I'n not sure about the calendars - yes, calendars do display events. But they could be a much diverse monster, not only display wise. But yes, some default views should probably be provided
The above outlines, are more for a group of modules, rather than a single one. I'm trying to refactor the current event module, but have problems with my code reading skills. I'll try and demo something soon.
No doubt its a magnet for complexity
This one is going to requre alot of thought as you point out. Good luck and let me know if I can help.
my mindmap on the subject
I'm quite busy at work (iproms,4m and a few others), so I haven't done any coding, but just to keep you up-to date with my though train - here is a mind map. It's a sort of an attempt to structure what do I see. I'm concentrating at the moment on the event and the date/length/recurrence model as in the above RFCs.
Unfortunately, too many other ideas are constantly coming, so it's a bit slow, or I need more discipline.
an update to the map
I've exported the above map as well as a summary of ical recursion rules as xhtml from vym. The recursion rules map is based on the rfc, I haven't verified it, so it may be partially incorrect, but reflects the spirit of the specification.

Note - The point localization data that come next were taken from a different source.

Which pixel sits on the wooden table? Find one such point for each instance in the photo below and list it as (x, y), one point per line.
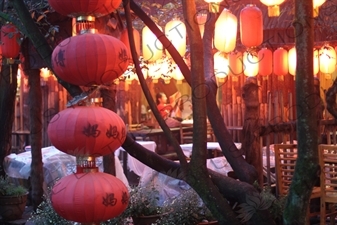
(157, 135)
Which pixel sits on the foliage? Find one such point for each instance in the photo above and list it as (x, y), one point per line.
(187, 209)
(7, 188)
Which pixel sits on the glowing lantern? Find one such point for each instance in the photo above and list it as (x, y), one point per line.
(213, 5)
(280, 61)
(125, 39)
(316, 61)
(90, 59)
(251, 26)
(87, 131)
(77, 8)
(273, 7)
(316, 5)
(152, 48)
(89, 197)
(235, 64)
(175, 30)
(221, 66)
(292, 60)
(201, 20)
(327, 59)
(250, 64)
(225, 31)
(265, 62)
(10, 38)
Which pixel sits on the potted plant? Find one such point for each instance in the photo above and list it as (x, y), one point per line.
(187, 209)
(13, 199)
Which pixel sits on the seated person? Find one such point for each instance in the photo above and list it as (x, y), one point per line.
(171, 111)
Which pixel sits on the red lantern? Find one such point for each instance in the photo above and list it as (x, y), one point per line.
(265, 62)
(125, 39)
(87, 131)
(89, 197)
(251, 26)
(280, 61)
(75, 8)
(90, 59)
(10, 41)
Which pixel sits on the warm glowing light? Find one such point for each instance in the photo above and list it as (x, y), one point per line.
(221, 66)
(175, 30)
(273, 7)
(225, 31)
(250, 64)
(152, 48)
(292, 61)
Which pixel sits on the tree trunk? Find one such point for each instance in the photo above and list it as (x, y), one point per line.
(8, 86)
(307, 167)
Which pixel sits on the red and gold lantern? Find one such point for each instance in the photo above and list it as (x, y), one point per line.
(90, 59)
(280, 61)
(265, 62)
(225, 31)
(75, 8)
(251, 26)
(87, 131)
(10, 38)
(89, 197)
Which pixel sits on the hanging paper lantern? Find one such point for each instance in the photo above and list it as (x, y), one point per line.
(316, 61)
(90, 59)
(251, 26)
(175, 30)
(201, 20)
(280, 61)
(265, 56)
(214, 5)
(327, 59)
(87, 131)
(273, 7)
(250, 64)
(225, 31)
(152, 48)
(292, 61)
(75, 8)
(221, 66)
(89, 197)
(316, 5)
(125, 39)
(10, 38)
(235, 63)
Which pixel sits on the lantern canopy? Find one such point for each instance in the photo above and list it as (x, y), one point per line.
(235, 63)
(292, 61)
(152, 48)
(89, 197)
(273, 7)
(225, 31)
(250, 64)
(125, 39)
(280, 61)
(10, 38)
(87, 131)
(251, 26)
(90, 59)
(327, 59)
(265, 56)
(175, 30)
(221, 66)
(75, 8)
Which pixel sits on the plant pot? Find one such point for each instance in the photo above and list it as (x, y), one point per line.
(12, 207)
(146, 220)
(208, 223)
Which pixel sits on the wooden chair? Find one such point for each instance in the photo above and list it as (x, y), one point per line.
(328, 181)
(285, 161)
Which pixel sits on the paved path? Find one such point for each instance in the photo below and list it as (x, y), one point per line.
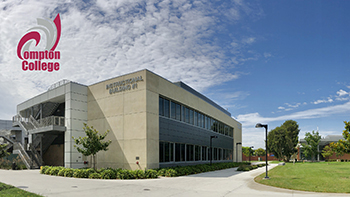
(227, 183)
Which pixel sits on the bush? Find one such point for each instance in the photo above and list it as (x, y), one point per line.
(54, 170)
(83, 173)
(170, 173)
(139, 174)
(43, 169)
(95, 175)
(108, 174)
(151, 174)
(244, 168)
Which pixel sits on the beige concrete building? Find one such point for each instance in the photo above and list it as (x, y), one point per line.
(152, 122)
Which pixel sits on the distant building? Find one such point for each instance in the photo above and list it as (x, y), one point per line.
(323, 143)
(153, 123)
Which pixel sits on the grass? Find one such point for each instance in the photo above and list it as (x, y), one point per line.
(333, 177)
(8, 190)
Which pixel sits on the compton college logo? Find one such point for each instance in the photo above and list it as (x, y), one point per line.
(45, 60)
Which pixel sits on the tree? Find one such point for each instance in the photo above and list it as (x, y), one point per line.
(327, 152)
(92, 143)
(282, 141)
(260, 152)
(246, 151)
(3, 152)
(312, 141)
(342, 146)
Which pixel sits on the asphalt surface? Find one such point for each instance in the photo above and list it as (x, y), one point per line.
(227, 183)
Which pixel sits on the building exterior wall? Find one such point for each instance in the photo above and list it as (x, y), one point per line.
(157, 86)
(75, 97)
(124, 115)
(132, 117)
(128, 106)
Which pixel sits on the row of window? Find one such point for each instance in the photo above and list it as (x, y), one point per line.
(171, 109)
(178, 152)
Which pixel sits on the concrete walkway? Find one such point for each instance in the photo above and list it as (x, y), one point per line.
(226, 183)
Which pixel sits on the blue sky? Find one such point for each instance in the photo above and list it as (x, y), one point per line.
(265, 61)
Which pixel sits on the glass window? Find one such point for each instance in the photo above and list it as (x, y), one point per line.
(191, 116)
(204, 153)
(179, 152)
(171, 151)
(226, 130)
(166, 151)
(187, 115)
(161, 151)
(197, 153)
(166, 108)
(189, 152)
(172, 110)
(195, 118)
(221, 127)
(161, 106)
(178, 112)
(215, 154)
(231, 131)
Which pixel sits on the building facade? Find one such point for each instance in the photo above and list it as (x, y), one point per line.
(152, 122)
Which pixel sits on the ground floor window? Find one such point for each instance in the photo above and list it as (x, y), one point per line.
(180, 152)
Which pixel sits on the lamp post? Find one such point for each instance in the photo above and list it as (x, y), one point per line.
(265, 126)
(238, 143)
(211, 149)
(250, 152)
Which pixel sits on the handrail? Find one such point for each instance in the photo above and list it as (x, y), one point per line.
(36, 155)
(23, 154)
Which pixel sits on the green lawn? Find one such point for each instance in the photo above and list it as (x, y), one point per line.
(8, 190)
(317, 177)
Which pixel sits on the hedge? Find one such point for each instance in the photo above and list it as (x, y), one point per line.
(110, 173)
(249, 167)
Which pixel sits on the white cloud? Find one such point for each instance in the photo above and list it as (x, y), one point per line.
(103, 39)
(342, 93)
(253, 118)
(328, 100)
(266, 55)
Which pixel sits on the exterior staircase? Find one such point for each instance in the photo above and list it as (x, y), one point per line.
(32, 154)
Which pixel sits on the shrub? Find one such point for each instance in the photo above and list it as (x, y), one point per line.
(108, 174)
(170, 173)
(139, 174)
(43, 169)
(151, 174)
(53, 170)
(95, 175)
(68, 172)
(244, 168)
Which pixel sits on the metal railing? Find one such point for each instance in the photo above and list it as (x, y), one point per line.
(23, 154)
(51, 120)
(31, 124)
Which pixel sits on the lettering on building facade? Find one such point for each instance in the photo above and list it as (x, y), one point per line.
(123, 85)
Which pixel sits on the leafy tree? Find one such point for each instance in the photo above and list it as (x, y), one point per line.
(327, 152)
(312, 141)
(282, 141)
(91, 143)
(246, 151)
(260, 152)
(342, 146)
(3, 152)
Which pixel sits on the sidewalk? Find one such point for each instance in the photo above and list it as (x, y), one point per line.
(226, 183)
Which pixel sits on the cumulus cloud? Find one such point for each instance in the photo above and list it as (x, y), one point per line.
(106, 38)
(342, 93)
(252, 118)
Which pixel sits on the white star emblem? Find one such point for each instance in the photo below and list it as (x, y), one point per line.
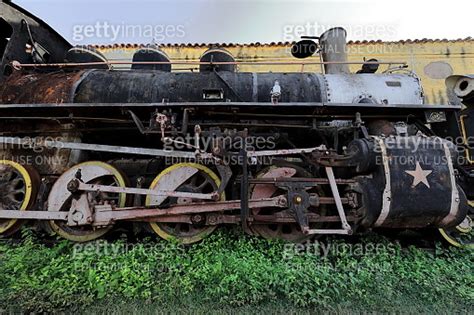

The reason for going through the pain of reading specifiactions is that when factoring this functionality for drupal, I want it to be a correct subset of ical, and its rdf equivalent.
i find this really interestin
i find this really interesting!
it also made me think of the phpicalendar project : http://phpicalendar.net
if you could also "squeeze in" some sort of member calendar functionality and a mulitple calendar view based upon each members calendar for it would be perfect.
i know it's a long shot, but have you got any eta. on this project?
:water
No eta for the time being
No, but will try and put an implementation/release schedule. I need it ASAP, this means I'm putting some time into it.
anything I can help with?
I'm seriously considering using Drupal for my organization's site (http://bsp.berkeley.edu), but it partially depends on being able to have each of our (approximately) 1200 students and 10 or so staff members having their own calendar. Thus, I'm very interested in furthering the state of Drupal's calendaring system.
Having personal calendars
Having personal calendars will involve very little coding these days. Maybe none, depending on use case. At the moment you can have calendars filtered by category and content type, when you throw in the permissions system the possibilities are big. If nothing is suitable, you could implement a user filter for the calendar views. But in a lot of cases that wouldn't be nessesary.